Kirby, of course, became the King, the co-creator — officially listed in print as of October of 2014 — of the Fantastic Four, X-Men, Hulk, and countless other Marvel Comics characters and concepts. That work, along with his ’70s work at DC, tends to obscure his early collaborations with Simon, but Abrams’ The Art of the Simon and Kirby Studio goes a long way toward changing that. This massive book contains stories published in the late ’40s and early ’50s and created by the artists at the Simon and Kirby Studio. That studio featured some of the greatest artists in the history of comics — Mort Meskin, Steve Ditko, Al Williamson, Jack Davis — not to mention its founders, who were involved in all stages of the production process, from designing covers to tightening scripts and artwork. Together, Simon and Kirby shared all of the jobs required to create a comic.
In his introduction, Mark Evanier, writer and longtime friend of the Kirby family, says the two worked so closely together they couldn’t always tell who had done what what. What was printed in the pages of comics books was the result of true collaboration.
Though it’s difficult to differentiate between Simon and Kirby’s work, in some instances the King is unmistakable. These are primarily westerns, romance, and crime stories, but the cosmic “Kirby dots” the artist later became famous for are lurking somewhere in the rippling blacks he applied to the pages.
In this book, however, we’re not reading finished comic pages. Instead, with the cooperation of the estate of Joe Simon, as well as the Jack Kirby Museum and Research Center, the book is filled with beautiful scans of original art. The pages are gray and yellow and speckled with age, but the art remains as sharp as ever. There are half-finished covers, scribbled text acting as placeholders for copy, and rivers of correction fluid winding through the panels.
According to Jim Simon, Joe’s son, whose afterword details the book’s origins amid his father’s failing health, the elder Simon maintained a large collection of original art from his entire career, keeping it in both the attic and basement of the family home on Long Island, as well as in frames, flat files, on shelves, and even under the bed in Simon’s Manhattan apartment. That this material survived is a pop culture miracle. It was created at a time when there was no secondary market for original comic art, nor was there any respect for the work as actual art. Here, it’s presented with the respect and admiration it deserves.
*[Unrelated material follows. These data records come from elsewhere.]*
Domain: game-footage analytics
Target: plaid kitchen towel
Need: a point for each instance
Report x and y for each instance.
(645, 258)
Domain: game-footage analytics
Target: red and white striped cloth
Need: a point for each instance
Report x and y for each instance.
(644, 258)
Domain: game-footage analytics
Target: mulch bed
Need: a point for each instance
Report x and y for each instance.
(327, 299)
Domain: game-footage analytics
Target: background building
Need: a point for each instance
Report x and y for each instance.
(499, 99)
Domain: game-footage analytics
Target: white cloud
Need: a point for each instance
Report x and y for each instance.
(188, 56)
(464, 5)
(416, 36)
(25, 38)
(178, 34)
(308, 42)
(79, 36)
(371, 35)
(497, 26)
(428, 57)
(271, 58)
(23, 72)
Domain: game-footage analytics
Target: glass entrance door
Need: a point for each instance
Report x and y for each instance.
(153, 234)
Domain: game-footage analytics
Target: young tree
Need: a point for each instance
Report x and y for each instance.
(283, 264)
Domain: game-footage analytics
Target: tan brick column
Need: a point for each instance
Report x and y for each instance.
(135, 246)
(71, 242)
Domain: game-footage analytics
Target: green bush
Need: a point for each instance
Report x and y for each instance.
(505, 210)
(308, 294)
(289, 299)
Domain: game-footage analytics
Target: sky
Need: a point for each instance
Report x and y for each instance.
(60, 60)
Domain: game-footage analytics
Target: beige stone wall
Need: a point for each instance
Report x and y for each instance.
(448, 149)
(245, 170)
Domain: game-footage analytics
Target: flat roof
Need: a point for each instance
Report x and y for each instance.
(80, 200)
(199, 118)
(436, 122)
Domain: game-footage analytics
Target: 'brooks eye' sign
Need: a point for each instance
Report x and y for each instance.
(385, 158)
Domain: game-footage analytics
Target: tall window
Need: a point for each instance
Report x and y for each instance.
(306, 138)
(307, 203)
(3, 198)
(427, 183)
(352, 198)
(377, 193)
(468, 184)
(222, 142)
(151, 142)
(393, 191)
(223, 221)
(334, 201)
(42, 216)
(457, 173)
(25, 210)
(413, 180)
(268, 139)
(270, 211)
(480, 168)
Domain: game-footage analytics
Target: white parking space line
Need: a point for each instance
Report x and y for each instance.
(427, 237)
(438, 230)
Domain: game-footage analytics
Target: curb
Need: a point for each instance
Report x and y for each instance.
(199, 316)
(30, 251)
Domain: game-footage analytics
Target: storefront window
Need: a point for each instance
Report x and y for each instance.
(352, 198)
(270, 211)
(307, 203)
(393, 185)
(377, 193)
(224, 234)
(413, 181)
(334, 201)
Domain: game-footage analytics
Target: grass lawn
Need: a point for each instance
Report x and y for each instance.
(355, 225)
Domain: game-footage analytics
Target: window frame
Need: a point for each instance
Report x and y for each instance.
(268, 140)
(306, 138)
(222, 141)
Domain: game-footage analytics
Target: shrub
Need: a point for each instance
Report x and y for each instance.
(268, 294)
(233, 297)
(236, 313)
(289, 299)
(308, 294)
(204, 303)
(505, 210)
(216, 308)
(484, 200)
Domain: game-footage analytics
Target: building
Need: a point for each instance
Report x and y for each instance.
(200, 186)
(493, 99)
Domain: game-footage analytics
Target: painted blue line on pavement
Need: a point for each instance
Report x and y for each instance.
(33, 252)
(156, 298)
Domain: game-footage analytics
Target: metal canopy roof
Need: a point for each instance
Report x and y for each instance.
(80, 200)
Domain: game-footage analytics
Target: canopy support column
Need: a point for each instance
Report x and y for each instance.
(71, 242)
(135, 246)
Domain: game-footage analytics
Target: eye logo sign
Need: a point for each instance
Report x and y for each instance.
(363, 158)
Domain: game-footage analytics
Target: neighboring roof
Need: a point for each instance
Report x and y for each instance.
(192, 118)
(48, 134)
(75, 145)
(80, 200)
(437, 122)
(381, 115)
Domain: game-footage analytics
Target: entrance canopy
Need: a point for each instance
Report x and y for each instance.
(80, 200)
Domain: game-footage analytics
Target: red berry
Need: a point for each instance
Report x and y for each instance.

On the story front, this is primarily B-material. Despite introducing characters like the Fly, Fighting American, Stuntman, and the Sandman, the duo never created another character as enduring as Captain America. They did manage to work in nearly every genre available to the comics makers of their day, including westerns, science fiction, crime, horror, and even romance. Simon and Kirby were pioneers of romance comics, practically inventing the genre with their title Young Romance.
These stories all look great, but are pretty standard yarns, twist-ending horror and shoot ’em up crime tales. One Vagabond Prince tale, featuring a Tennyson quoting superhero wearing what amounts to marching band attire, is basically a condensed comic book version of Atlas Shrugged, except here the well-to-do set out to poison the poor rather than keep their magic metal to themselves. The Boys’ Ranch stories, just one of the “kid gang” features Simon and Kirby created during their years together, stand out here, with strong characters like Wabash, Angel, and Clay Duncan, as well as art which captures the grittiness of the best western films. There’s even a two-page spread of Boys’ Ranch art that’s beautifully colored in the pinks and oranges of sunset in big sky country.
The Art of the Simon and Kirby Studio stands out in a sea of classic comics reprints because it’s more than just a collection of stories. Reading this book is like entering the offices of Simon and Kirby and rifling through their files, scouring the slush pile, even breathing in the smoke from one of Kirby’s cigars. It’s a museum in miniature, and like so much else these two artists touched, it’s a wonder to behold.